Doubleword
    Customer Stories

    Real teams. Real savings.

    See how teams use Doubleword to run workloads that would be prohibitively expensive at real-time API rates.

    Doubleword×Dataiku

    A Custom PII Detection Model Trained for $50.
    Data from Closed-Source Providers Would Have Cost 20× More.

    How Dataiku's 575 Lab used Doubleword to generate the synthetic training data behind Kiji Privacy Proxy — an open-source tool that protects enterprise data in generative AI workflows.

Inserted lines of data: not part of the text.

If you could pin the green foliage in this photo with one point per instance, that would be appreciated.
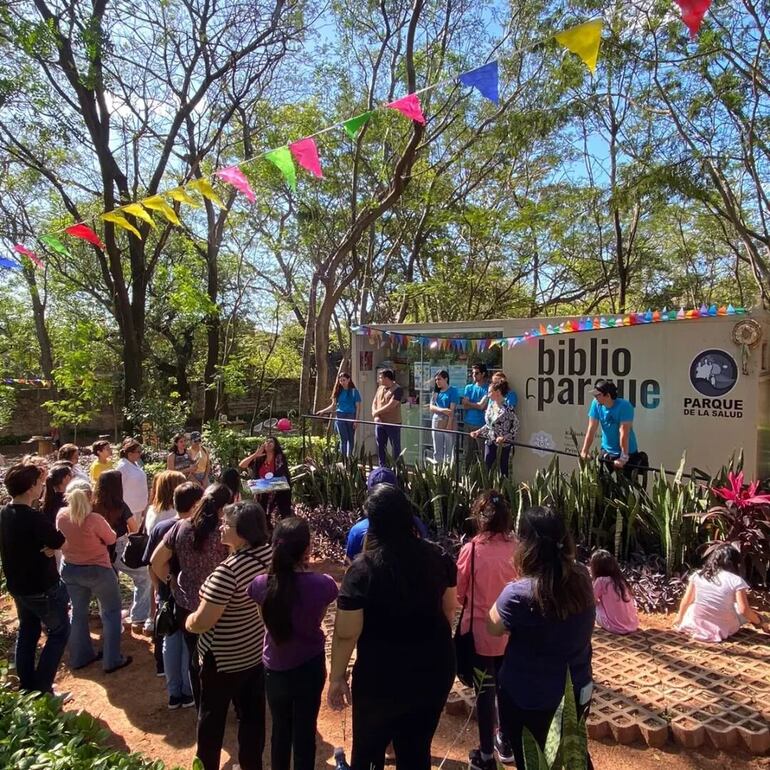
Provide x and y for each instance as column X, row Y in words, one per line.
column 7, row 405
column 567, row 740
column 158, row 417
column 38, row 735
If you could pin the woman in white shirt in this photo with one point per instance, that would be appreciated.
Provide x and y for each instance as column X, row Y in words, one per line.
column 135, row 496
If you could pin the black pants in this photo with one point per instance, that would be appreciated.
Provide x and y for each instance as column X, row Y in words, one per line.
column 487, row 701
column 294, row 697
column 191, row 640
column 408, row 720
column 513, row 720
column 246, row 690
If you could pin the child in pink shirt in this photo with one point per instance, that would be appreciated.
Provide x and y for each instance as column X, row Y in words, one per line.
column 484, row 568
column 615, row 605
column 715, row 604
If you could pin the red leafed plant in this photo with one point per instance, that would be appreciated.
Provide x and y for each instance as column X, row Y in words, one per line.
column 743, row 521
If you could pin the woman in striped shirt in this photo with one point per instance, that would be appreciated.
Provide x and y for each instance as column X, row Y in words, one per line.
column 230, row 645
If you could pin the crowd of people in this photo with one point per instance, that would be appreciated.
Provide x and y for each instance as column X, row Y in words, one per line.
column 225, row 588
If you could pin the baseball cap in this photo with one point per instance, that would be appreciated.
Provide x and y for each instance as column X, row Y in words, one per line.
column 380, row 475
column 605, row 388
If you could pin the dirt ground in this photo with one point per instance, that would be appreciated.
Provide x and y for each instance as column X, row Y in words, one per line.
column 132, row 704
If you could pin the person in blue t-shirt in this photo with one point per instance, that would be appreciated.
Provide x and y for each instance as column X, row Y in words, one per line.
column 345, row 401
column 474, row 405
column 442, row 408
column 616, row 418
column 357, row 533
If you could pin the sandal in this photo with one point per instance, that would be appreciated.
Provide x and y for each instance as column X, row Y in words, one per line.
column 125, row 662
column 96, row 657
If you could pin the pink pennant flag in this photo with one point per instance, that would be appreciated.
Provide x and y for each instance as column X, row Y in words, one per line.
column 86, row 233
column 693, row 12
column 234, row 176
column 410, row 107
column 305, row 153
column 28, row 253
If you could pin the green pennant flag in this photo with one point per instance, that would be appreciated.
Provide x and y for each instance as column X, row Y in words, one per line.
column 354, row 125
column 282, row 160
column 55, row 245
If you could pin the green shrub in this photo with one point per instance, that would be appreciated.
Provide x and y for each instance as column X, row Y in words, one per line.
column 35, row 734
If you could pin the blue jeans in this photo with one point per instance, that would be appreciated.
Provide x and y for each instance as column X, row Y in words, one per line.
column 83, row 582
column 176, row 665
column 140, row 606
column 48, row 609
column 346, row 433
column 490, row 455
column 383, row 434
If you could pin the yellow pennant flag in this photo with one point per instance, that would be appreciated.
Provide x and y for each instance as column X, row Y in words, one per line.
column 156, row 203
column 203, row 186
column 136, row 210
column 121, row 221
column 584, row 41
column 179, row 194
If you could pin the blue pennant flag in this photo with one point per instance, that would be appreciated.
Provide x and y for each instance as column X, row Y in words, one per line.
column 484, row 79
column 10, row 264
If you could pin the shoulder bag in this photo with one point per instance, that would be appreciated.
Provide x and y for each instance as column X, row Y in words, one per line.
column 465, row 647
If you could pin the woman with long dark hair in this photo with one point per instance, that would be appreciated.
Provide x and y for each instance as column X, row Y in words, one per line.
column 194, row 549
column 484, row 567
column 345, row 401
column 715, row 602
column 293, row 601
column 268, row 462
column 548, row 613
column 109, row 502
column 395, row 607
column 231, row 641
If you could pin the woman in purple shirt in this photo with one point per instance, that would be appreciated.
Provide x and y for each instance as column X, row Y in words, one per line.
column 293, row 601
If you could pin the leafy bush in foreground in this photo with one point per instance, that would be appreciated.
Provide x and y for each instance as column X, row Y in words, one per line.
column 35, row 734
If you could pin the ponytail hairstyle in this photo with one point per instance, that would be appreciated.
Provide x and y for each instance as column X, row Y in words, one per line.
column 604, row 564
column 52, row 499
column 491, row 513
column 291, row 540
column 78, row 497
column 546, row 553
column 129, row 445
column 205, row 516
column 724, row 557
column 163, row 486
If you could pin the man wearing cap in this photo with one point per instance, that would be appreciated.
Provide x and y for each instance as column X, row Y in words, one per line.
column 357, row 534
column 616, row 417
column 200, row 468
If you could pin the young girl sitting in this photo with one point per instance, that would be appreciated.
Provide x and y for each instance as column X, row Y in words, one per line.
column 615, row 605
column 715, row 603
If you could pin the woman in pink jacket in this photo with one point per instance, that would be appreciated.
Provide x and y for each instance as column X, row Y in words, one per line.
column 484, row 567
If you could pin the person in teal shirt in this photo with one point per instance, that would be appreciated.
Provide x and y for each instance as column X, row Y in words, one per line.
column 345, row 401
column 616, row 418
column 443, row 404
column 474, row 405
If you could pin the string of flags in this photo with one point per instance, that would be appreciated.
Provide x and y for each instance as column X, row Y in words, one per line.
column 580, row 324
column 583, row 40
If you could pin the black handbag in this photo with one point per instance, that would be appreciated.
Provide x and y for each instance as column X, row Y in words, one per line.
column 167, row 617
column 465, row 648
column 133, row 556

    Saved vs Closed-Source

    95%

    Synthetic PII training data generated for $50 total — covering 26 PII entity types across emails, phone numbers, credit cards, SSNs, IP addresses, and more. The same workload with closed-source models: ~$1,000.

    26

    PII entity types

    <100ms

    Proxy latency

    95%

    Cost reduction

    Apache 2.0

    Open source license

    The Challenge

    Every time an enterprise user sends a prompt to an external LLM, that prompt may contain customer names, email addresses, SSNs, medical records, or financial details that should never leave the organisation's environment. A 2026 Dataiku/Harris Poll study found that 85% of CIOs have seen AI projects delayed or blocked due to privacy gaps. Building a reliable PII detection model requires large volumes of labeled training data — and generating that data at real-time API rates would have made the project very expensive.

    The Solution

    By routing synthetic data generation through Doubleword's async inference API, Dataiku's 575 Lab produced the high quality training dataset for Kiji's DistilBERT PII detection model at 5% of what closed-source providers would have charged. The OpenAI-compatible API integrated with no friction. The resulting model detects 26 PII types locally, with all inference happening on-device — no external API calls during detection. Latency stays under 100ms.

    "With Doubleword's batch inference platform, you can create your own large synthetic data [for custom PII models]."

    — Kiji Privacy Proxy documentation

    Cost Breakdown

    WorkloadProviderTotal Costvs Doubleword
    Synthetic PII data generationDoubleword$50.00
    Equivalent workloadClosed-source providers~$1,000.0020× more

    The Result

    Kiji Privacy Proxy is now live on GitHub under the Apache 2.0 license. The model and its training dataset are fully open on HuggingFace, meaning any team can inspect, reproduce, and extend them. For teams with domain-specific PII patterns — pharmaceutical identifiers, jurisdiction-specific ID formats, internal reference numbers — the full training pipeline is reproducible using Doubleword for synthetic data generation, Label Studio for annotation, and Metaflow for orchestration.

    Why It Matters

    Training a reliable PII detection model requires volume. Generating synthetic examples of sensitive data at sufficient scale and diversity is exactly the kind of high-volume, non-time-sensitive workload where async inference changes the economics entirely. At real-time API prices, this dataset would have cost $1,000 or more. At Doubleword's async rates, it cost $50 — making the entire project viable to open-source and reproducible by any team that wants to build their own domain-specific privacy proxy.